Preview images generally tell you a bit about what you can change whether it is material type, dimension, state or disposition. You can access those options after downloading the component and by opening the “component options” in the window tab inside SketchUp. Activating the dynamic option tool bar will also get you there more quickly.
Once the window is opened: select one of the dynamic components, change the parameters in the list and click the apply button. However not all of the dynamic components in the Browser have the icon yet. All the light fixtures can be turned off and on this dynamic way and some of them have a choice of light type. If the preview images are showing more than one components it might be worth it to check it out even if there is no icon. All images will be updated in the near future, so look up for this little icon! - an alternative to the plug-in version In some cases, you may need to access SU Podium Browser outside of SketchUp. This may be due to a fire wall interference or something to do with security issues that does not let you work with Podium Browser inside SketchUp.

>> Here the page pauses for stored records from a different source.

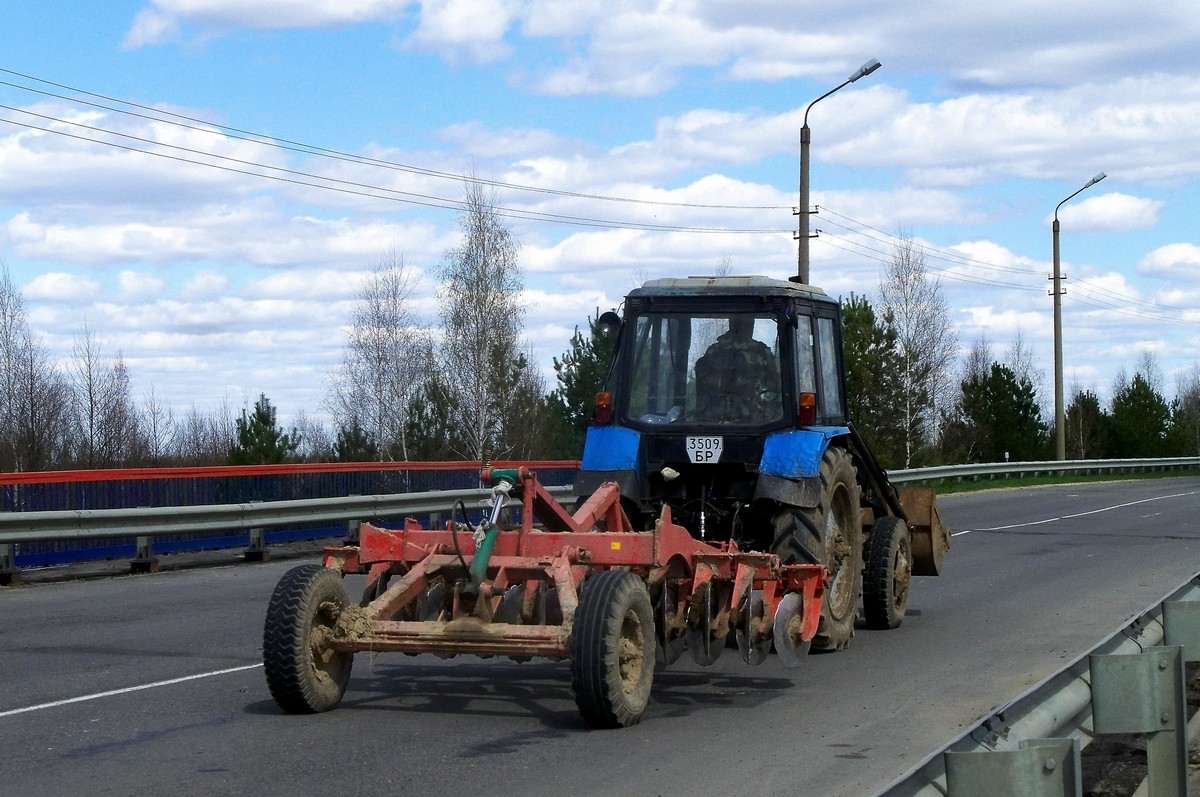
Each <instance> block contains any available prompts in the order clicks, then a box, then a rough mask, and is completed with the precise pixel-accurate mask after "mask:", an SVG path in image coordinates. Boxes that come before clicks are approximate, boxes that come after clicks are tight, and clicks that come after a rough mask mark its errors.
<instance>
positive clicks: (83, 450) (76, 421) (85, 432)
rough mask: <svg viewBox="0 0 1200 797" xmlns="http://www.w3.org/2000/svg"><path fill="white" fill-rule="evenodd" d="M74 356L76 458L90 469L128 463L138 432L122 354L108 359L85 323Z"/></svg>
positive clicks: (74, 394)
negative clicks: (75, 432) (75, 429)
mask: <svg viewBox="0 0 1200 797" xmlns="http://www.w3.org/2000/svg"><path fill="white" fill-rule="evenodd" d="M73 355H74V358H73V362H72V367H71V377H72V379H71V386H72V400H73V401H72V403H73V406H74V411H76V423H74V429H76V436H77V441H76V457H77V461H78V462H79V465H82V466H83V467H86V468H101V467H114V466H120V465H127V463H128V461H130V459H131V455H132V453H133V451H134V450H137V449H138V448H139V437H140V432H139V430H138V413H137V409H136V408H134V406H133V399H132V396H131V391H130V372H128V368H127V367H126V365H125V360H124V358H121V355H120V354H118V355H116V358H114V359H108V358H107V356H106V355H104V350H103V346H102V343H101V342H100V340H98V338H97V337H96V335H95V332H94V331H92V330H91V329H90V328H89V326H86V325H84V328H83V330H82V331H80V332H79V335H78V336H76V341H74V347H73Z"/></svg>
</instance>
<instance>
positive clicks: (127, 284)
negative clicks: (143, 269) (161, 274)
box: [118, 270, 167, 301]
mask: <svg viewBox="0 0 1200 797" xmlns="http://www.w3.org/2000/svg"><path fill="white" fill-rule="evenodd" d="M118 282H119V284H120V288H121V290H120V295H119V299H120V300H121V301H148V300H151V299H157V298H158V296H160V295H162V292H163V289H164V288H166V287H167V283H166V281H164V280H163V278H162V277H158V276H155V275H152V274H146V272H144V271H131V270H125V271H121V274H120V275H119V277H118Z"/></svg>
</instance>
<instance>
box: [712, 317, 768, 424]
mask: <svg viewBox="0 0 1200 797" xmlns="http://www.w3.org/2000/svg"><path fill="white" fill-rule="evenodd" d="M754 323H755V318H754V316H734V317H733V318H731V319H730V329H728V330H727V331H725V332H724V334H721V336H720V337H718V338H716V341H715V342H714V343H713V344H712V346H709V347H708V350H707V352H704V355H703V356H701V358H700V359H698V360H697V361H696V414H697V418H698V419H700V420H706V421H715V423H721V424H761V423H764V421H768V420H772V419H773V418H778V417H779V414H780V409H781V408H780V396H779V362H778V361H776V360H775V355H774V354H772V350H770V348H769V347H768V346H767V344H766V343H763V342H762V341H758V340H755V337H754Z"/></svg>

In those cases, we have prepared a stand alone version of Podium Browser that works on any Browser and outside of SketchUp. To access this stand alone web site go to (click on this link). You will be asked to agree to the EULA every time you access this. Click on 'I agree to the above' and proceed. If you are a Free category user, simply download.skp files from the various Free categories.
If you are a Paid content license owner, enter your Paid content license into the Options dialog. From that point you should be able to download components directly to your computer. This is not a plug-in to SketchUp. Therefore the items downloaded are.skp files. You will need to take the extra step and import these.skp files into your SketchUp session.
Note: Mac users with Safari 7 (Maverick). Do not use Safari 7 if you want to use the stand alone web version. Use FireFox or Chrome. Safari will add an.html file extension to the.skp files being downloaded.
Problems with Mac 10.9 and 10.10, Safari 7and 8 and above Warning: SU Podium V2 users. Podium Browser does not automatically work with Safari 7 for Mac OS 10.9 if you are using SU Podium V2.
You need to download and install the new SU Podium V2 Plus which is free or V2.5 Plus which is $39.95. Mac OS 10.9.x and 10.10(Mavericks/ Yosemite) come with Safari 7.x or above. SketchUp on the Mac uses Safari settings for any web dialog box based user interface. Podium Browser, is a plug-in to SketchUp and on the Mac, it uses Safari as it's default browser (Safari is the only browser that web dialogs use on the Mac).
Podium Browser in Podium V2 does not work with Safari 7. You must upgrade (for free) to V2 Plus or purchase V2.5 Plus (39.95) Download the new versions of SU Podium V2Plus or V2.5 Plus.